子受見狀,也從自己慣用的位置取下一把長劍。
這把劍與他日常練習所用幾乎一樣,重量、長度、重心都早已熟悉無比。
他走到場地中央,與王晨相對而立,距離三丈左右。
周圍的侍從和子受的親兵們都屏息凝神,悄悄退到場地邊緣,既期待又緊張地觀望著這場突如其來的高水平較量。連空氣似乎都變得凝滯起來。
陽光將二人的影子拉得細長,微風拂過,帶來一絲清涼,卻吹不散場中逐漸升騰的無形戰意。
王晨單手持劍,劍尖斜指地麵,姿態看似隨意,卻渾身上下無一處不是恰到好處,毫無破綻可尋。
他目光平和地看著子受,語氣沉穩地說道:“子受,不必顧忌,拿出你的真本事,讓老夫看看你的新招。出招吧。”
那眼神平靜,卻深邃如海,裡麵既有長者的寬和,更有頂尖武者對同道的期待與挑戰。
子受深吸一口氣,知道此刻任何謙遜都是多餘的。
他收斂心神,將雜念儘數排出腦海,眼中隻剩下對麵的太上皇以及自己手中的劍。他微微頷首,沉聲道:“末將僭越了,請太上皇指教!”
話音未落,子受身形驟然發動!
他並未直接前衝,而是腳踩奇異步法,身形如鬼魅般左右閃爍了幾下,擾人視線,隨即猛地加速,真身如離弦之箭般射向王晨!
同時,他手中長劍一振,劃出一道淩厲而優美的弧線,劍尖顫動,似有數點寒星同時綻放,直指王晨胸前膻中、巨闕等幾處大穴!
這一劍,速度快,角度刁,更帶著一股沙場悍將一往無前的淩厲氣勢,劍風呼嘯,竟隱隱帶著風雷之聲!
正是他新創劍招中的起手式——“流星逐月”!
麵對這迅若閃電的一擊,王晨眼中讚賞之色一閃而過。
他不退反進,腳下微微一錯,身形如風中楊柳般輕輕一側,間不容發地讓過了劍鋒的最強點。

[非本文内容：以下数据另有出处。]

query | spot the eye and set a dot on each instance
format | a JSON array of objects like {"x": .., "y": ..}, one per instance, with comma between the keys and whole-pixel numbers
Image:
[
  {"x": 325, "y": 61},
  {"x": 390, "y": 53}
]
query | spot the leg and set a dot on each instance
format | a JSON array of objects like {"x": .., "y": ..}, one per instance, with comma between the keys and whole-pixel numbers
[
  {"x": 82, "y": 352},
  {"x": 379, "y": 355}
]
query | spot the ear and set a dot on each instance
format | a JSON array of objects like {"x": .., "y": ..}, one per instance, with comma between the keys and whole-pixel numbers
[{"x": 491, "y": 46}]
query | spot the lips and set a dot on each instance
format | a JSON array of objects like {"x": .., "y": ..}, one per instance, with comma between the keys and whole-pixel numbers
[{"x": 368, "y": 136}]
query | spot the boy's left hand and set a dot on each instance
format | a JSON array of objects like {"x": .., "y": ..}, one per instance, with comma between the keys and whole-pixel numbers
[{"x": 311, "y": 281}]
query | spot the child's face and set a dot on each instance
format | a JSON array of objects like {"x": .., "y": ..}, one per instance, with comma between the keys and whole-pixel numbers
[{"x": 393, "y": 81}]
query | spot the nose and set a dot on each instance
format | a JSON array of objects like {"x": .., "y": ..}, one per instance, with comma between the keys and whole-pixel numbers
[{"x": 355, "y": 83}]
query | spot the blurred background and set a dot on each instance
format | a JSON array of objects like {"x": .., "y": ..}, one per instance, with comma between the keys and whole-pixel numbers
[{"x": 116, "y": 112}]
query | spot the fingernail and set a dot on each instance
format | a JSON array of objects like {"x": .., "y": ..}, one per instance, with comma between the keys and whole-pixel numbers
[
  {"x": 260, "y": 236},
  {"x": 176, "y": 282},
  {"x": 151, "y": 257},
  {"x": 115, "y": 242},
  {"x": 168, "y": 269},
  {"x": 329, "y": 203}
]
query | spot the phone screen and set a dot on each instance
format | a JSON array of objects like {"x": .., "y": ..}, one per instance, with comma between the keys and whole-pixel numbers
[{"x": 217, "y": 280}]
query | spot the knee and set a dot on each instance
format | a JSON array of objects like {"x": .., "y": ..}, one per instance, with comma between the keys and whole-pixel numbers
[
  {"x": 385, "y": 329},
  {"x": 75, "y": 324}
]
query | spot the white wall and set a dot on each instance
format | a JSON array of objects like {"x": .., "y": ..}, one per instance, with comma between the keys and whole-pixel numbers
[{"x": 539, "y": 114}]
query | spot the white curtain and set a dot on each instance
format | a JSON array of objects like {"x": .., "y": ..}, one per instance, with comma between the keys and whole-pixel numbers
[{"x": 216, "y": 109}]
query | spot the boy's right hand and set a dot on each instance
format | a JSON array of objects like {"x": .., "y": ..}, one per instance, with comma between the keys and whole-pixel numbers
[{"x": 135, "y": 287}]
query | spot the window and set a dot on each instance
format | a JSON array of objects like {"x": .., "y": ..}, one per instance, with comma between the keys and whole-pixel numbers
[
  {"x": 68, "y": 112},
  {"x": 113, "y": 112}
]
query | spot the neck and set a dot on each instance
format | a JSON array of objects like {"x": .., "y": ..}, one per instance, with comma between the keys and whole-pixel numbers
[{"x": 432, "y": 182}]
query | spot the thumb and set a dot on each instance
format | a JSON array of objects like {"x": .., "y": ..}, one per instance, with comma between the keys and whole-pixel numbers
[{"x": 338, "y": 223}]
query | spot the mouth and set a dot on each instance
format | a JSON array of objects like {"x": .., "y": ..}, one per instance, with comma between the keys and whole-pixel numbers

同時,他手中那柄看似沉重的長劍如若無物般向上斜撩,並非格擋,而是精準無比地點向子受持劍的手腕!
這一下後發先至,又快又準,劍尖所向,正是子受舊力略儘、新力未生之際的手腕神門穴。
若被點中,長劍立時脫手。
子受心中一驚,沒想到太上皇的眼力如此毒辣,應對更是妙到毫巔。
他不及細想,憑借多年苦練的本能,手腕猛地一沉一旋,硬生生止住去勢,長劍如靈蛇般回縮,同時腳下一點,向後飄退數步,重新拉開距離,心中已是凜然。
僅僅一招,他就感受到了巨大的壓力,那是一種經驗、眼力、技巧全麵壓製所帶來的窒息感。
“好!虛中有實,動若脫兔,這一招‘流星逐月’王晨根據劍勢為其命名),起手不凡!”
王晨並未追擊,持劍而立,笑著讚道,眼中滿是見到良材美質的欣喜,那笑容如同冬日暖陽,驅散了幾分場中的緊張氣氛。
子受氣息微喘,恭敬道:“太上皇法眼如炬,末將這點微末伎倆,實在見笑。這起手式確是追求迅捷與突襲,名為‘流星逐月’。”
他心中對太上皇的敬佩更深了一層,不僅武功高,見識更是廣博。